In this way the scientists unravel the messages that have remained secret for thousands of years in the envelopes. Ngan-Tillard shows on her computer how to digitally peel off the envelope so that she can read the message on the tablets. Usually these are not very exciting messages, but they are contracts. Yet there are also juicy stories every now and then. Ngan-Tillard points to an unopened letter. In it, an Assyrian merchant is angry at how his mother treats her staff.
Levels of literacy
So a letter could have been written by an angry son, but also by others. The writers are diverse, explains De Boer. Literacy was actually quite high at that time. The difference from now was that your levels of literacy had levels of literacy. “On the one hand, you had professional writers. A kind of craftsmen, who also passed this craft on to their children. There were also temples and palaces that employed scribes to conduct their records. But in addition, there were also many traders and other people who could read and write to a certain level. For example, if you do the administration of a grain silo, you only need a limited repertoire of characters. This is in contrast to a court scribe who has to write difficult hymns for the king.”
After the CT scan, the researchers make a 3D print of the clay tablets. There are about twenty of them on Ngan-Tillard's desk. They are surprisingly small and fit easily in the palm of your hand. They often have the shape of a rectangle and bulge somewhat like a pillow. She shows one. Everything is described.
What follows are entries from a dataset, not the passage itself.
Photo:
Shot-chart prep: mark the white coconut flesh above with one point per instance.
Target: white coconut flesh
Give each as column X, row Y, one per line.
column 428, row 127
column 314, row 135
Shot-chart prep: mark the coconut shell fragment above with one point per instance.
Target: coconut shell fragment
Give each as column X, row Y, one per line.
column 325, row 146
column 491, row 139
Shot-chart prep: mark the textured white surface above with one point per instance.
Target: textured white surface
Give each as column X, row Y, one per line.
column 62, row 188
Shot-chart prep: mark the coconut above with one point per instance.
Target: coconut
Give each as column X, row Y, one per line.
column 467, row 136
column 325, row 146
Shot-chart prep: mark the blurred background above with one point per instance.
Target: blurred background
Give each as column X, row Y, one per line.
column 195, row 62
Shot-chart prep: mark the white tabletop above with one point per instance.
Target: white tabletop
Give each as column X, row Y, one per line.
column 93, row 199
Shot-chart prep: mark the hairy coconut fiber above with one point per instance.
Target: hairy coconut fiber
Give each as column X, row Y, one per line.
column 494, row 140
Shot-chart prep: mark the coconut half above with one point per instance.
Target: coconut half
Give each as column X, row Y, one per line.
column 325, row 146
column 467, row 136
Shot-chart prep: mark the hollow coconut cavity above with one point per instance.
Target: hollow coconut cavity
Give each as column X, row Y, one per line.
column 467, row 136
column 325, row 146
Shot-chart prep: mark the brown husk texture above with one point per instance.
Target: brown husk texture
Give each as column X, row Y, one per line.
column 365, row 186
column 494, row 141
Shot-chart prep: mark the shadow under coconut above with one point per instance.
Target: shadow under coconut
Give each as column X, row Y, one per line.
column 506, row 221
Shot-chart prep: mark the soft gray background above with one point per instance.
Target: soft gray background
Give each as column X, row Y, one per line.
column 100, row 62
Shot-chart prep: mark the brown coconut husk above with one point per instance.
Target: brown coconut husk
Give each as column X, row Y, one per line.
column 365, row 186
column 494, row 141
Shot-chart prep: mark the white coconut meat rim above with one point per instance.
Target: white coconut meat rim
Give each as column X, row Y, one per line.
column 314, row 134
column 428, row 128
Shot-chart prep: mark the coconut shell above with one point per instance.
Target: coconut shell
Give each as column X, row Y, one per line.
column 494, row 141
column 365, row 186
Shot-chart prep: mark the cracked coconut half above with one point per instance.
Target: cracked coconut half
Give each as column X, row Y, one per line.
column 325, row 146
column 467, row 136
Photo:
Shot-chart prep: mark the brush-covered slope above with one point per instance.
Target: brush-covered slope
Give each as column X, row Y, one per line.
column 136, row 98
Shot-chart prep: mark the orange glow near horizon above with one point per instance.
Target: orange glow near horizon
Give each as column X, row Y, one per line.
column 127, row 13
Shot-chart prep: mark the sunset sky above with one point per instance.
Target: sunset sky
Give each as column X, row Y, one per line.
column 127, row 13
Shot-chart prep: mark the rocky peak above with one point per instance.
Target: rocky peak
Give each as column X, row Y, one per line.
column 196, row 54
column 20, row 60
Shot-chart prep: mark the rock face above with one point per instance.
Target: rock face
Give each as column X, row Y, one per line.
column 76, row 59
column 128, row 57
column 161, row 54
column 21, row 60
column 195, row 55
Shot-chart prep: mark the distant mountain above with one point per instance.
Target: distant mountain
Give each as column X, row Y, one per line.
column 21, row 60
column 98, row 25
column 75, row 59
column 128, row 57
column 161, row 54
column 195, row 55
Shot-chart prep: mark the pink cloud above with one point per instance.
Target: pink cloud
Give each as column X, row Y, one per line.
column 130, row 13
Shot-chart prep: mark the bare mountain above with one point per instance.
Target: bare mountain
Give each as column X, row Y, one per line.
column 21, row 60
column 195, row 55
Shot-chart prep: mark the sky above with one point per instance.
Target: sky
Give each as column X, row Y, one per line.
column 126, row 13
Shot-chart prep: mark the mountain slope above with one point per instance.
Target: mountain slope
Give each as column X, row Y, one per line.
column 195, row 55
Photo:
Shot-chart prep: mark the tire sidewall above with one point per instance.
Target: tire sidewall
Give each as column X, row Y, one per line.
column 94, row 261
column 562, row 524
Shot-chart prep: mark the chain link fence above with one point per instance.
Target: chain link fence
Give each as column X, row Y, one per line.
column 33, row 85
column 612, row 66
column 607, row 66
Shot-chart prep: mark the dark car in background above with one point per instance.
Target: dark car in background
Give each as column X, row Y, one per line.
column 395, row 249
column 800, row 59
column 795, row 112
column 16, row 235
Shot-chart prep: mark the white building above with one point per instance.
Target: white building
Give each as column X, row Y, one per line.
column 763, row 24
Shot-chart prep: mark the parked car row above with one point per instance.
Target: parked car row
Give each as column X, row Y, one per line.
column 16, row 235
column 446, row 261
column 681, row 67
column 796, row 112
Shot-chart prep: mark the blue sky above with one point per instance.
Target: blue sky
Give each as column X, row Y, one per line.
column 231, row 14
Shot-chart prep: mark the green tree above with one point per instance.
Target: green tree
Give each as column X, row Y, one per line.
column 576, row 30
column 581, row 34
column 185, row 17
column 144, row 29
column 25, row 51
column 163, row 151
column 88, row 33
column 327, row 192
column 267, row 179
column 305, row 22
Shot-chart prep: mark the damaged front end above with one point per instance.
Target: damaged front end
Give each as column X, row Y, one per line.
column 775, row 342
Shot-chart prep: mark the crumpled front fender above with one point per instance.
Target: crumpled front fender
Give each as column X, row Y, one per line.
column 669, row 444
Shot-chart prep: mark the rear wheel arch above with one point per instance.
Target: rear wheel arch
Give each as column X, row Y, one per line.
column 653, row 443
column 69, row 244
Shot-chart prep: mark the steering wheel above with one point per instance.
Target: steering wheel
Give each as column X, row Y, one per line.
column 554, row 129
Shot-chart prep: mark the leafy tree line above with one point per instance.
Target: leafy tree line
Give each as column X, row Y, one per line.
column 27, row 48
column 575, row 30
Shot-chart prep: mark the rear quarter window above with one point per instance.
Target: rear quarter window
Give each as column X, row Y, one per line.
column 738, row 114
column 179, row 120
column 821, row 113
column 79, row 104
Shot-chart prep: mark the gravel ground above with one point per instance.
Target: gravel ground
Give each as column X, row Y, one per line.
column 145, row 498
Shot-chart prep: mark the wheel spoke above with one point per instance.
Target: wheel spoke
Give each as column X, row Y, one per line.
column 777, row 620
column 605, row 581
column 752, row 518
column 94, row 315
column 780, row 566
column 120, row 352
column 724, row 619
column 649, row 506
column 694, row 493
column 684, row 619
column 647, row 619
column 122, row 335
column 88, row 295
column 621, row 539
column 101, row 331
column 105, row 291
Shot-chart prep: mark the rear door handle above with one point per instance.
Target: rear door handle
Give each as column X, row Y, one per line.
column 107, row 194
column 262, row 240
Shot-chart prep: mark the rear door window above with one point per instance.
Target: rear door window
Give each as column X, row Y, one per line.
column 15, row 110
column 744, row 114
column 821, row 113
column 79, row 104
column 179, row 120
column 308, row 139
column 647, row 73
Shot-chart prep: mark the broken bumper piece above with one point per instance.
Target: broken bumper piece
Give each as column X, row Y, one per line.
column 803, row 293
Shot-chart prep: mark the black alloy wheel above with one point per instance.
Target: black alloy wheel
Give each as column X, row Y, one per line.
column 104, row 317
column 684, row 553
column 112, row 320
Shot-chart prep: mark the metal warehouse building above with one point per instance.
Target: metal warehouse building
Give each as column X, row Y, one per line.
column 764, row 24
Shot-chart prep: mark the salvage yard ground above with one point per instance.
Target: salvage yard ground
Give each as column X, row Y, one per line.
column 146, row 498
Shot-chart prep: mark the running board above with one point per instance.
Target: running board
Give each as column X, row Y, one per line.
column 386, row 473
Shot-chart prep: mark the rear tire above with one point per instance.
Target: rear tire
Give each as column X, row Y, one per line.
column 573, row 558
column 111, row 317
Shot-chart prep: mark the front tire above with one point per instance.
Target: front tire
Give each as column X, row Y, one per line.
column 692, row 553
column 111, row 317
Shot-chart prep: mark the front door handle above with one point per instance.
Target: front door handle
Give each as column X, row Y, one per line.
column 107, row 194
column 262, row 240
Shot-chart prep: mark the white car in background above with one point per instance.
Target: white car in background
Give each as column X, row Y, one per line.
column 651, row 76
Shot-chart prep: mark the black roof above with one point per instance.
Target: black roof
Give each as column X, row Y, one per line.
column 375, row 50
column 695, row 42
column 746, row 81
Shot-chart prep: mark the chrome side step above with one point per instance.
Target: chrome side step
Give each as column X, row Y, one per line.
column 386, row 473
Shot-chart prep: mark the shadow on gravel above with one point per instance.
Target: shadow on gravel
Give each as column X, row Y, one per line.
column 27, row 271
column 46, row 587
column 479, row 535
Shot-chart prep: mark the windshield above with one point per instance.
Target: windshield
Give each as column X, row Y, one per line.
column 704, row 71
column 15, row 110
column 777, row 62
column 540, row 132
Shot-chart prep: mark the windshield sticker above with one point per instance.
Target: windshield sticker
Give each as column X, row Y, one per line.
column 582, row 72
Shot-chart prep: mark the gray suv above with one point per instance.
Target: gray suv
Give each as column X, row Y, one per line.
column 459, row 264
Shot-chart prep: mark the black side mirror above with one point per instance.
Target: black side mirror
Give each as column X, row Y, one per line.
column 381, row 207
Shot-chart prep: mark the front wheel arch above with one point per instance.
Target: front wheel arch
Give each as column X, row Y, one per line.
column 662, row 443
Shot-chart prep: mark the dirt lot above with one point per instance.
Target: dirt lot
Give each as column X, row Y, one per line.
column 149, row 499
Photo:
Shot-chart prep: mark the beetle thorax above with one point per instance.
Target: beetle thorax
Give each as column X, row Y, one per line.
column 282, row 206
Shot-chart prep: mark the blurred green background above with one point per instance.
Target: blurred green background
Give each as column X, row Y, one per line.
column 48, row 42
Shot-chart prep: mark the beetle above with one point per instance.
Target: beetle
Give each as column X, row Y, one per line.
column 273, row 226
Not only the front and back, but also the narrow sides are full of characters. With such a 3D print, scientists can study them well without damaging the original.
Plant remains that are thousands of years old
But it is not only the written texts under the envelopes that are interesting for science. Because the tablets themselves contain even more information. The scientists can also look at the composition of the clay. “With the CT scan, we discovered that there are plant remains in the clay,” says Ngan-Tillard. “The Assyrians probably did that to make the clay more solid. A botanist from the University of Groningen studies the plant remains. This is valuable information, because it gives us a better idea of what was cultivated thousands of years ago.”
The material itself reveals even more secrets. “We are also investigating the way in which cracks appear in the clay,” says Ngan-Tillard. “That tells us how clay behaves over a longer period of time. This allows us to increase our knowledge of the material. That also helps us, for example, if we use clay in dikes.”
What started as a project to decipher cuneiform writing has grown into much more. And this isn't the last thing the scientists are investigating, either. "We want to look at the chemical composition of the clay," says Van Eijck. "We do this not only with the CT scanners, but also with other scanning devices in the Reactor Institute of the TU Delft. In this way we determine from which region the clay is coming and what kinds have been used. “And maybe we'll discover more, which we can't think of right now.”
Ngan-Tillard zooms in on a 3D image of a scanned clay tablet on her screen. “See it denting a bit at the bottom? I think it's the print of a finger. That's how detailed we can see everything now. It is sometimes as if we are looking over the shoulders of the makers of these tablets.”